Burns was born in Stirling, Scotland, the son of John Burns of Stirth, a schoolmaster, and his wife Janet Young of Risk. He was educated at the University of Glasgow, and first appointed to the Barony in 1770, as assistant to Lawrence Hill. He was ordained on 26 May 1774, and thereafter was sixty-five years as minister himself. He became a Doctor of Divinity (DD) from the University of Aberdeen in 1808.

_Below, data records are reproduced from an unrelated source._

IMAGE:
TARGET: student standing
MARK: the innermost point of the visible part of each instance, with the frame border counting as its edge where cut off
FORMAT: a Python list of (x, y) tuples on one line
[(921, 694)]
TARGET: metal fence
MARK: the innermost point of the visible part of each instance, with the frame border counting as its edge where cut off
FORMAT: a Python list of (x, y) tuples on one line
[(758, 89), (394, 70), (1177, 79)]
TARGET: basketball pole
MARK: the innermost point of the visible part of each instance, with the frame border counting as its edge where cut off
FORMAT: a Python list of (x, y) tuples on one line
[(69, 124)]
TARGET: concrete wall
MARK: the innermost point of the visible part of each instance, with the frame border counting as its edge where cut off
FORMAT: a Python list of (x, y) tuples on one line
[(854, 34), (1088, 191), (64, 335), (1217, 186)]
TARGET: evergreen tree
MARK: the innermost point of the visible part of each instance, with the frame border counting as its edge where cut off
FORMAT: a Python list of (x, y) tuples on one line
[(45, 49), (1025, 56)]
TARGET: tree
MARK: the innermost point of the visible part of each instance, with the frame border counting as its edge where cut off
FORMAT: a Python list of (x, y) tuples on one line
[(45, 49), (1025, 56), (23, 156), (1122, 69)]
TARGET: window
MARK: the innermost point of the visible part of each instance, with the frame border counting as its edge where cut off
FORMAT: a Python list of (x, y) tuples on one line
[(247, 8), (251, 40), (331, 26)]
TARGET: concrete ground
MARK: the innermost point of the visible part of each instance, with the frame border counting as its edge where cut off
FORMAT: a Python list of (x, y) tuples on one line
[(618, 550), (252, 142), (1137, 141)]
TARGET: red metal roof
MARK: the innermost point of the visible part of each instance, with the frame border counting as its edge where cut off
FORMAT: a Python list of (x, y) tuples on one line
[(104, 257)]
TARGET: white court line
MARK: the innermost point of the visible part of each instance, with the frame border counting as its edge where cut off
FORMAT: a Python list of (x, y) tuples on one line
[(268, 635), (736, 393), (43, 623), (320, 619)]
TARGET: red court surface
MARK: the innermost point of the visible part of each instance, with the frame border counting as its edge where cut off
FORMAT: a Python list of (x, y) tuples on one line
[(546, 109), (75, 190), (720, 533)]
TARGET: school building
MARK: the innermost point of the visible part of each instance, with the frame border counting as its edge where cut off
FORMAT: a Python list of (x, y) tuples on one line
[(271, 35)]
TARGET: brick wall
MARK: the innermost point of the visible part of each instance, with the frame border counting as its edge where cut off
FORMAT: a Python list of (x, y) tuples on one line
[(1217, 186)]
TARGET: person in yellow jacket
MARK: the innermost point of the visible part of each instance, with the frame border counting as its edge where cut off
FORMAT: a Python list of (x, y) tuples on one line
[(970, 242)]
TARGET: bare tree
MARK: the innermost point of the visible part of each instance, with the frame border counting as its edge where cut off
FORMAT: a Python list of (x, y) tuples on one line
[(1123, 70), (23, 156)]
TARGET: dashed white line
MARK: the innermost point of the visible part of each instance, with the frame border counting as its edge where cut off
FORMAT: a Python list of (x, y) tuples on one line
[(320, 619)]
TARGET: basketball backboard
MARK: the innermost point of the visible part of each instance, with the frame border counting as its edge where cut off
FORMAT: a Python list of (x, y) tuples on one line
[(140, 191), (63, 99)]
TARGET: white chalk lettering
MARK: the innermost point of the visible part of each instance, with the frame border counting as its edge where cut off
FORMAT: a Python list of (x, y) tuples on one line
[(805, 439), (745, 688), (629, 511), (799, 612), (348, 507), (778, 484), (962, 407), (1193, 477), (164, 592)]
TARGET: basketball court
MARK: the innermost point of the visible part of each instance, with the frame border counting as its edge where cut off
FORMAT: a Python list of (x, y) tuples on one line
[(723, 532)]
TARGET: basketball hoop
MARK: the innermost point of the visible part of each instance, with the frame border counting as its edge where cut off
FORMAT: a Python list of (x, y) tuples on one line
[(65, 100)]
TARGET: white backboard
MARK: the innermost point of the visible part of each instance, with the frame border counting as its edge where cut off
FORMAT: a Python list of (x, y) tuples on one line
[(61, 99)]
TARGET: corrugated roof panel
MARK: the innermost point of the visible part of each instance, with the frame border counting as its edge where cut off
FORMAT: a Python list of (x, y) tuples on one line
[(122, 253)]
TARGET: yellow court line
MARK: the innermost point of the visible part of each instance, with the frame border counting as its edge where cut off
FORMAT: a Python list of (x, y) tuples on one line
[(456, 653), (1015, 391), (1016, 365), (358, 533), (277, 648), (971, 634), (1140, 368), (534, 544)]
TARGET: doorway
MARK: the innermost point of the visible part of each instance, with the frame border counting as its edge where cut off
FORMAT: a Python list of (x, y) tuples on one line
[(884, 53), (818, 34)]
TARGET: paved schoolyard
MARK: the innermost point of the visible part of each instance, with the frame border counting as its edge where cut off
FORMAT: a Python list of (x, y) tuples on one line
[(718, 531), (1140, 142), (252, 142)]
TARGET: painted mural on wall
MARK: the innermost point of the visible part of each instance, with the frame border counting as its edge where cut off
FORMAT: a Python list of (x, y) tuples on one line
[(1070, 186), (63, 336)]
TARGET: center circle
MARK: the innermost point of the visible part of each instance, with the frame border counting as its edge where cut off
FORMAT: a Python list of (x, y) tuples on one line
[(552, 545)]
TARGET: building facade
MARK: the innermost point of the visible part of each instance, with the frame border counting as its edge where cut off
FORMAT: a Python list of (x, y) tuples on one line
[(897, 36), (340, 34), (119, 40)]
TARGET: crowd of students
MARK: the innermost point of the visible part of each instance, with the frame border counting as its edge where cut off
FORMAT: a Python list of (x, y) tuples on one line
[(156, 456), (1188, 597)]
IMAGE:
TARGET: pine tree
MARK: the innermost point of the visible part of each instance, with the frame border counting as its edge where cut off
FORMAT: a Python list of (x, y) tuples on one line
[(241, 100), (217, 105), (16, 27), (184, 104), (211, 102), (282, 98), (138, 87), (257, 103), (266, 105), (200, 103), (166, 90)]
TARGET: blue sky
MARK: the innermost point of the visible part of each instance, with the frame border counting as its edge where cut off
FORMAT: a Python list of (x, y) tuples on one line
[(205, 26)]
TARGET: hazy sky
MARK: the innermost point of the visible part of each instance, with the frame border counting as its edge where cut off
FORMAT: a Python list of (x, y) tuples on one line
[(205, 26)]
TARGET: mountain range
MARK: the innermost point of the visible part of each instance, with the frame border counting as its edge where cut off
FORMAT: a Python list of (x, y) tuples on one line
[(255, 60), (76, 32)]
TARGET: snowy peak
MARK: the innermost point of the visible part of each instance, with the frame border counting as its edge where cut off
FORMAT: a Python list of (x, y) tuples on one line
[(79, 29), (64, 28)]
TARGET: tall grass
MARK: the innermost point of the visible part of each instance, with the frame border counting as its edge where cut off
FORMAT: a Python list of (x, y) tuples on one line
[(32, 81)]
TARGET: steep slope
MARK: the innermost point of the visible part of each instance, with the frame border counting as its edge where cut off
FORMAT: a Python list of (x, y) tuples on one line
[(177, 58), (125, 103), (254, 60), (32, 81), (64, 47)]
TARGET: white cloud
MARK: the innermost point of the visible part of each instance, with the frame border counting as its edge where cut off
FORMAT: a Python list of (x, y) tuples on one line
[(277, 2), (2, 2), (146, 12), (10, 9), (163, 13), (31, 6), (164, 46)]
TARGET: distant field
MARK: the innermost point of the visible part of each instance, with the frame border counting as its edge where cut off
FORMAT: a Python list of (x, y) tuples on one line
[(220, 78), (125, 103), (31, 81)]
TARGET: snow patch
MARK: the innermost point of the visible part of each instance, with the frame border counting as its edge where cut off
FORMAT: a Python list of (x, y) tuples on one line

Burns was an ally of the Anti-Slavery Society and the Bible Society. Although Robert Raikes is usually credited with establishing the first Sunday school in the early 1780s, Burns opened a "Sabbath Night School" in Calton in 1774 or 1775.

He married Elizabeth Stevenson, daughter of John Stevenson, brewer in Glasgow. Among Burns's nine children, John Burns (1775–1850) became Regius Professor of Surgery at the University of Glasgow, Allan Burns (1781–1813) was a physician to the Imperial Court of Russia, James Burns (1789–1871) was a shipowner and George Burns (1795–1890) was his partner in G & J Burns.

A portrait by John Graham-Gilbert, painted in 1830, is in the collection of the Hunterian Museum and Art Gallery of the University of Glasgow.